- Active: May 1943 – May 1945
- Country: Nazi Germany
- Branch: Wehrmacht
- Type: Infantry
- Size: Division
- Engagements: World War II

= 162nd Turkestan Division =

The 162nd Turkistan Division was a military division that was formed by the German Army during the Second World War. It drew its men from prisoners of war who came from the Caucasus and from Turkic lands further east.

==History==
The 162nd Turkistan Division was formed in May 1943 and comprised five Azeri and six Turkestan artillery and infantry units. The unit retained many enlisted German personnel, and also contained Georgian and Armenians Osttruppen, although they were collectively referred to as “Turks”. The soldiers were trained at Neuhammer.

The division was sent, in October 1943, to northern Italy. The 162nd became the largest division of all the Ostlegionen.
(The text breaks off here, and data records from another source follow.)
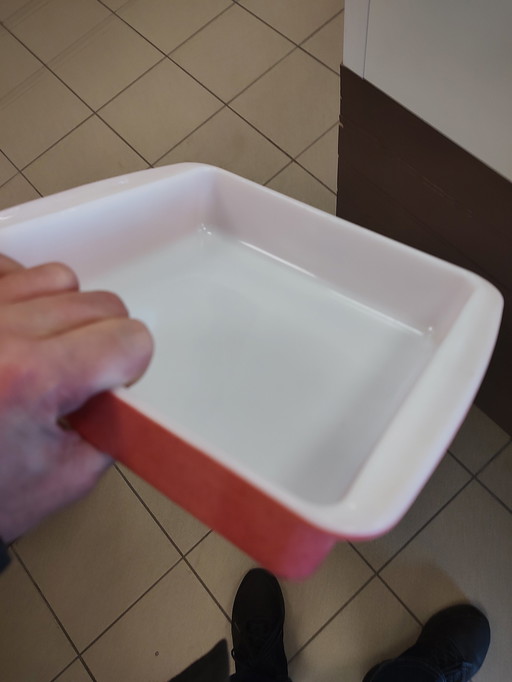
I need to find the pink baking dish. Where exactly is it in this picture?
[0,164,503,578]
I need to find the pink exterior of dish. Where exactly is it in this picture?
[69,393,337,580]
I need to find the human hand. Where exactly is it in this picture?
[0,255,153,542]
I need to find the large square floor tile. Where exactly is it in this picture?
[0,173,40,211]
[0,69,91,170]
[118,0,231,54]
[381,481,512,682]
[84,562,230,682]
[25,116,148,195]
[231,49,339,157]
[55,661,92,682]
[449,405,510,473]
[0,26,43,99]
[5,0,110,63]
[0,152,18,187]
[172,5,294,102]
[120,466,210,554]
[157,107,289,184]
[0,558,76,682]
[99,59,222,163]
[355,455,471,570]
[290,578,420,682]
[478,445,512,511]
[50,13,162,110]
[188,533,372,656]
[17,468,180,650]
[302,12,345,73]
[297,125,339,192]
[102,0,130,12]
[267,162,336,214]
[239,0,344,43]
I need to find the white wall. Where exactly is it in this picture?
[344,0,512,180]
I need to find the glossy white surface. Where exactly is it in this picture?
[364,0,512,180]
[0,164,502,537]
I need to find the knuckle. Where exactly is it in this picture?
[40,263,80,290]
[0,335,44,408]
[91,291,129,317]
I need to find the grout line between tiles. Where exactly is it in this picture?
[289,574,378,663]
[4,26,152,170]
[50,656,80,682]
[20,170,43,197]
[475,438,512,477]
[233,0,345,59]
[116,466,231,620]
[10,543,85,675]
[377,575,423,627]
[114,465,187,559]
[224,44,299,108]
[15,112,95,174]
[447,450,475,478]
[7,11,339,186]
[348,542,377,575]
[475,478,512,514]
[183,552,231,623]
[375,477,475,577]
[265,157,294,187]
[448,438,512,478]
[79,557,184,665]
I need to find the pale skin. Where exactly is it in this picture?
[0,255,153,542]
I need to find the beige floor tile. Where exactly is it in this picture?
[102,0,130,12]
[290,578,420,682]
[120,467,210,554]
[0,26,43,99]
[297,125,339,192]
[0,0,33,22]
[50,13,162,109]
[381,481,512,682]
[55,661,92,682]
[449,405,510,473]
[17,469,179,650]
[0,173,39,211]
[25,116,148,195]
[0,69,90,169]
[172,5,293,102]
[239,0,344,43]
[0,152,18,187]
[356,455,470,570]
[232,50,340,157]
[84,562,229,682]
[0,559,76,682]
[5,0,110,63]
[302,12,345,73]
[118,0,231,54]
[267,162,336,214]
[188,533,372,656]
[157,107,289,184]
[100,59,222,163]
[478,445,512,509]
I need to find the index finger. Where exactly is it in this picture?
[0,253,24,277]
[40,319,153,416]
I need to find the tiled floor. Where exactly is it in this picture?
[0,0,512,682]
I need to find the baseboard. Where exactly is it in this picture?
[337,67,512,433]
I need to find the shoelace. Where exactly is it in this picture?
[408,640,472,682]
[231,618,283,673]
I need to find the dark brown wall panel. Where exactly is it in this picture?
[338,67,512,433]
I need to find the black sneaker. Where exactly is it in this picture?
[364,604,491,682]
[231,568,288,682]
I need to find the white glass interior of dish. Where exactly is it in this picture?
[89,231,434,503]
[0,164,496,520]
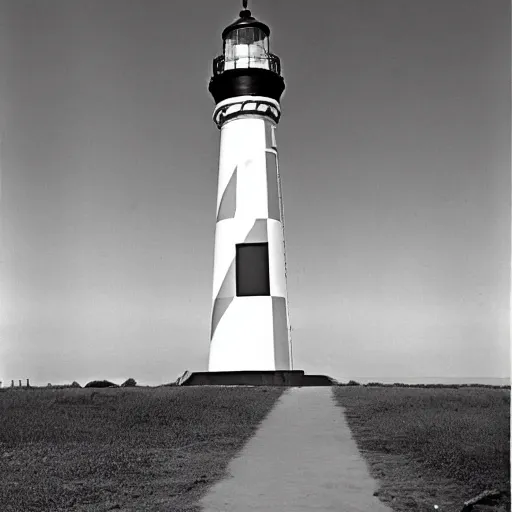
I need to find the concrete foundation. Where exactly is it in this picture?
[176,370,336,387]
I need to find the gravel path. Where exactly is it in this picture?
[201,387,391,512]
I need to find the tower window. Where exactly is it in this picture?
[235,242,270,297]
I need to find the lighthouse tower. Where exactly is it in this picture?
[208,0,292,372]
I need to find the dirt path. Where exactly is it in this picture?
[201,387,391,512]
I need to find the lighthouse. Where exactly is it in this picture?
[208,0,292,372]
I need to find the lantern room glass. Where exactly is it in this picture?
[224,27,270,70]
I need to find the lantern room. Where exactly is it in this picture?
[208,0,285,103]
[222,10,270,70]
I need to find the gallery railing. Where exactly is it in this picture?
[213,53,281,76]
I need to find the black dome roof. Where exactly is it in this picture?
[222,9,270,39]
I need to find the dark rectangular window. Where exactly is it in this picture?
[235,242,270,297]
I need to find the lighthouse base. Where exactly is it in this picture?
[176,370,337,387]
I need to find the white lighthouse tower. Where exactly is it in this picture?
[208,0,292,372]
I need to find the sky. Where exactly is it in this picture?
[0,0,511,385]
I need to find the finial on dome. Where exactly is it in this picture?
[240,0,251,18]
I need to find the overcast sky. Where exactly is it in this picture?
[0,0,511,384]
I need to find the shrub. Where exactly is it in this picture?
[121,378,137,388]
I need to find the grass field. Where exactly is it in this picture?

Infantry Battalion No. 450 was also drawn from ethnic Turks and Azeris.

In early 1944 the division was assigned to guard the Ligurian coast and in June 1944 to combat in Italy but was withdrawn due to poor performance. For the remainder of the war, the division fought the Italian resistance movement near Spezia and the Val di Taro in Italy. After initial setbacks, the division proved to be quite effective.

The main body of the division surrendered near Padua in May 1945 to the Western Allies and was dispatched to Taranto. In accordance with the agreements signed by the British and Americans at the Yalta Conference, the soldiers were repatriated to the Soviet Union. According to Nikolai Tolstoy, they received twenty-year sentences of "corrective labor.

== Commanders ==
- Generalmajor Oskar von Niedermayer (13 May 1943 – 21 May 1944)
- Generalleutnant Ralph von Heygendorff (21 May 1944 – 8 May 1945)

==Organisation==

- 303rd Infantry Regiment (Infanterie-Regiment 303)
- 314th Infantry Regiment (Infanterie-Regiment 314)
- 329th Infantry Regiment (Infanterie-Regiment 329) (only in August 1944)
- 162nd Divisional Battalion (Divisions-Bataillon 162)
- 236rd Artillery Regiment (Artillerie-Regiment 236)
- 936th Pioneer Battalion (Pionier-Bataillon 936)
- 236rd Panzerjäger Battalion (Panzerjäger-Abteilung 236)
- 236rd Aufklärungs Battalion (Aufklärungs-Abteilung 236)
- 236rd Signals Battalion (Infanterie-Divisions-Nachrichten-Abteilung 236)
- 936th Supply Services (Nachschubtruppen 936)

==War crimes==
The division has been implicated in a number of war crimes in Italy between December 1943 and May 1945, two of those, in January 1945 in the Emilia-Romagna resulted in the execution of at least 20 civilians each.